Jack London's role as Denis' movie quoting possibly gay best friend Rich is also a great performance. I loved his climactic towel fight scene towards the end of the movie, especially the training montage. Shawn Robert's portrayal of Kevin also deserves some note, as it could have been, and for the most part was a one note character and performance, but the inclusion of the Clint Eastwood meets Christian Bale as Batman voice he used added another level of hilarity to the cliched bully/villain dialogue he spat out.
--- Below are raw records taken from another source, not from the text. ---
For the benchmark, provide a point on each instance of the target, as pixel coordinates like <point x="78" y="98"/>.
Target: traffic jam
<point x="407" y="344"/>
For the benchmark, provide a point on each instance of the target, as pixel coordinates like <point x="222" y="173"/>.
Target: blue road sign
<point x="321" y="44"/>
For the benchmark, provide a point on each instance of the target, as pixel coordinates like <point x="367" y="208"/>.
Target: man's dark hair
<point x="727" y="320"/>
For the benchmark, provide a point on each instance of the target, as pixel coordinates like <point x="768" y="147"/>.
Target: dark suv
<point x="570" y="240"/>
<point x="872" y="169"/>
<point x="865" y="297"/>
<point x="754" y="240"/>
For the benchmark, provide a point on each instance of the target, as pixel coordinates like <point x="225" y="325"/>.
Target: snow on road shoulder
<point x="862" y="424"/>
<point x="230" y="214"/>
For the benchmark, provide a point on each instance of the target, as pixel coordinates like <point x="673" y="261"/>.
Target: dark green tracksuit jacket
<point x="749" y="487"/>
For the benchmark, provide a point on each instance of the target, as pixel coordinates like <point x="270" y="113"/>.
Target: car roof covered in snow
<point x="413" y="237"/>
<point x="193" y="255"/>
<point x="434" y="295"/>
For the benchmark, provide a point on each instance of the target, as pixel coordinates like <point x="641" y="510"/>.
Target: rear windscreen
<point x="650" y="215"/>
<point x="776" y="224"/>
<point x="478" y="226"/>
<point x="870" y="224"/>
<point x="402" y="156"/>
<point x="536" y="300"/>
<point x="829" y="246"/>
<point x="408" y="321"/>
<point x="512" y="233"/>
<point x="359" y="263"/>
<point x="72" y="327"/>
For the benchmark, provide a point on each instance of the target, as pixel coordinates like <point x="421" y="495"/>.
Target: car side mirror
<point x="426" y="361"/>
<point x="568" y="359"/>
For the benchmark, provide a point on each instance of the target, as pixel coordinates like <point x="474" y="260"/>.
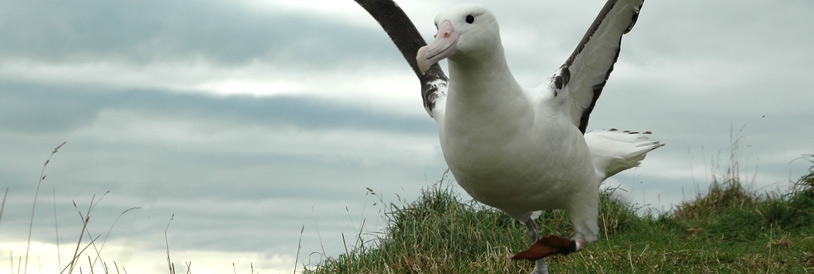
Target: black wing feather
<point x="406" y="37"/>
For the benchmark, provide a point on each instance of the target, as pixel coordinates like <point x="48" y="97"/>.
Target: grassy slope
<point x="729" y="230"/>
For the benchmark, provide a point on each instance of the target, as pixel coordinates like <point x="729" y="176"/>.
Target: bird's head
<point x="464" y="30"/>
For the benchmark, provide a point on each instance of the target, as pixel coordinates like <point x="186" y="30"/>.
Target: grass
<point x="731" y="229"/>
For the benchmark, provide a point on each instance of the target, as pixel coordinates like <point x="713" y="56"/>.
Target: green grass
<point x="728" y="230"/>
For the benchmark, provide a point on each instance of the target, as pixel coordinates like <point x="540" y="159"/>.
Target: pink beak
<point x="443" y="46"/>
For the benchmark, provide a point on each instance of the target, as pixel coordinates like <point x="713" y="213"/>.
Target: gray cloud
<point x="245" y="173"/>
<point x="158" y="31"/>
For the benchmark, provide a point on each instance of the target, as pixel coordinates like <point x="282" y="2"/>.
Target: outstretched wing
<point x="406" y="37"/>
<point x="585" y="73"/>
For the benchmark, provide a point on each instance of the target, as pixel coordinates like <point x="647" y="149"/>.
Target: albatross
<point x="521" y="150"/>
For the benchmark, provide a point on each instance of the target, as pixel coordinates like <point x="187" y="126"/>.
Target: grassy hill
<point x="728" y="230"/>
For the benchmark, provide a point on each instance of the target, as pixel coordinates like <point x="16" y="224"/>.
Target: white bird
<point x="522" y="150"/>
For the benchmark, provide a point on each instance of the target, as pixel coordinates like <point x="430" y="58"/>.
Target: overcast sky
<point x="249" y="120"/>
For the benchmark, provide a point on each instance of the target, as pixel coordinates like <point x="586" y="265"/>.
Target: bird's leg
<point x="540" y="266"/>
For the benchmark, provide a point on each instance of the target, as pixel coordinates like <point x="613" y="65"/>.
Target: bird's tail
<point x="614" y="150"/>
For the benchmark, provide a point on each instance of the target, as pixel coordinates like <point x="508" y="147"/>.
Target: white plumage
<point x="522" y="150"/>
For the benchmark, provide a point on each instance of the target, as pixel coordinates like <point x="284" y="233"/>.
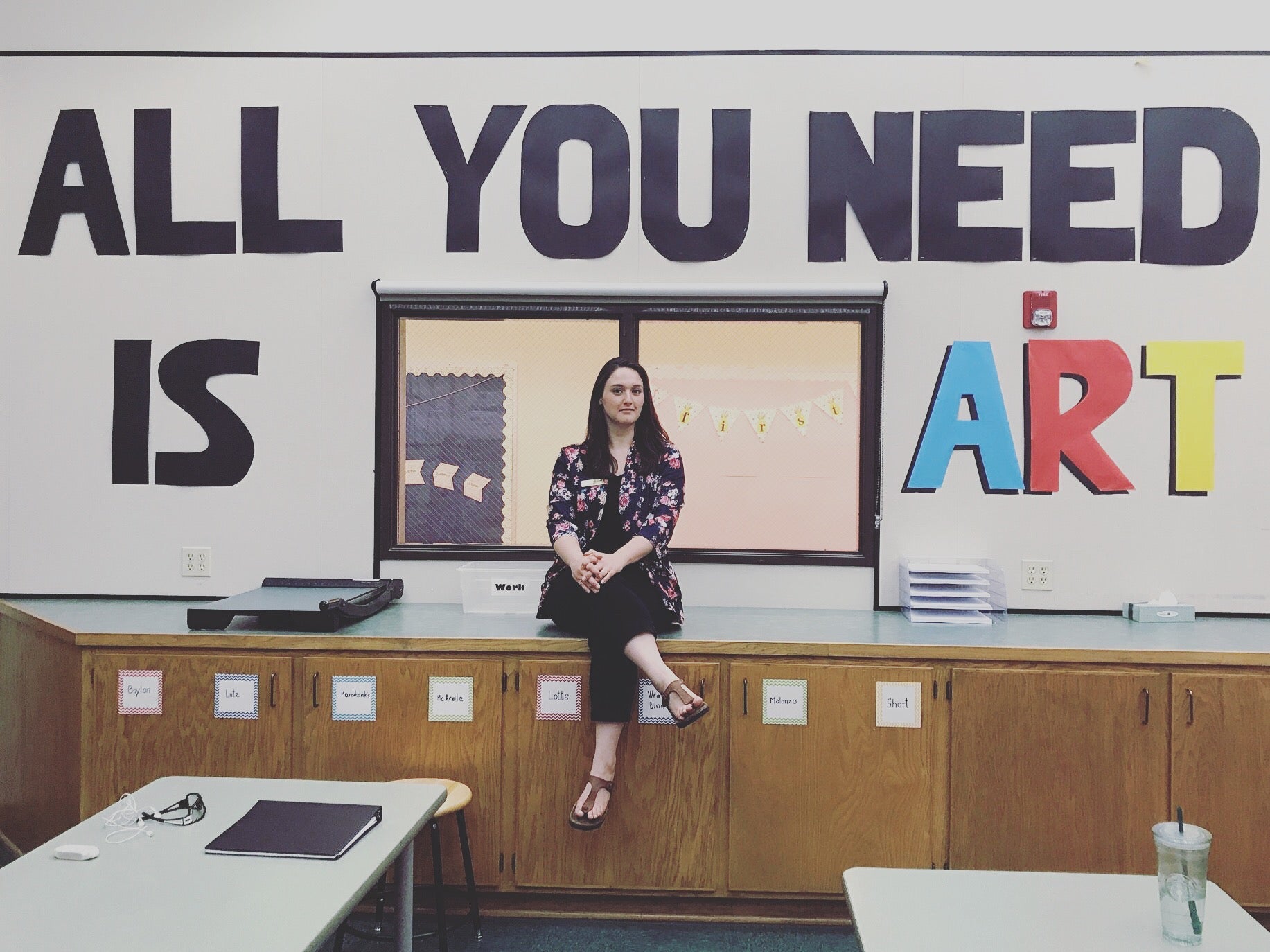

One last note on the acting, I loved the fact that they had Alan Ruck (Ferris Bueller's Day Off) in the movie as Denis' Dad, for one he did a great job, dissapointed he never got too much work after Ferris Bueller's. Nobody really did when you think about it other than Matthew Broderick despite the strong cast that movie had, but that's a whole other topic of discussion. I was sidetracked, what was I, oh yeah, it was a nice tip of the hat of sorts from the previous generation of teen comedies (well two generations past really) this new generation.
I'm sure we've all had that person in high school whom we loved so deeply and truly from afar, but never got either the courage or the chance to say anything about it. Or we did, and reality set in very quickly.. I've had both type of experiences throughout high school, and college for that matter, so I could relate to this movie in a way that I can't to a lot of other movies. Granted I've never had the insanity that went along with the night the characters had, but the emotional truth of the movie is just spectacular, and it's something you don't see a lot of in this genre these days.
Growing up in the golden age of teen comedies, made most of the time by John Hughes, and actually living through the silver age (Clueless, Can't Hardly Wait, American Pie), which all leads up to this current crop of mostly soulless wannabe chick flicks I'm aware of only in passing, you don't get a gem like this movie that often. Some of the jokes do fall flat, and some of the scenes are as predctiable as they come, but the ones that work, really work.
And it's really the human thing, the realness to most of the characters that makes the story work. There are some level of cliche to some of the characters, but not to the overall story.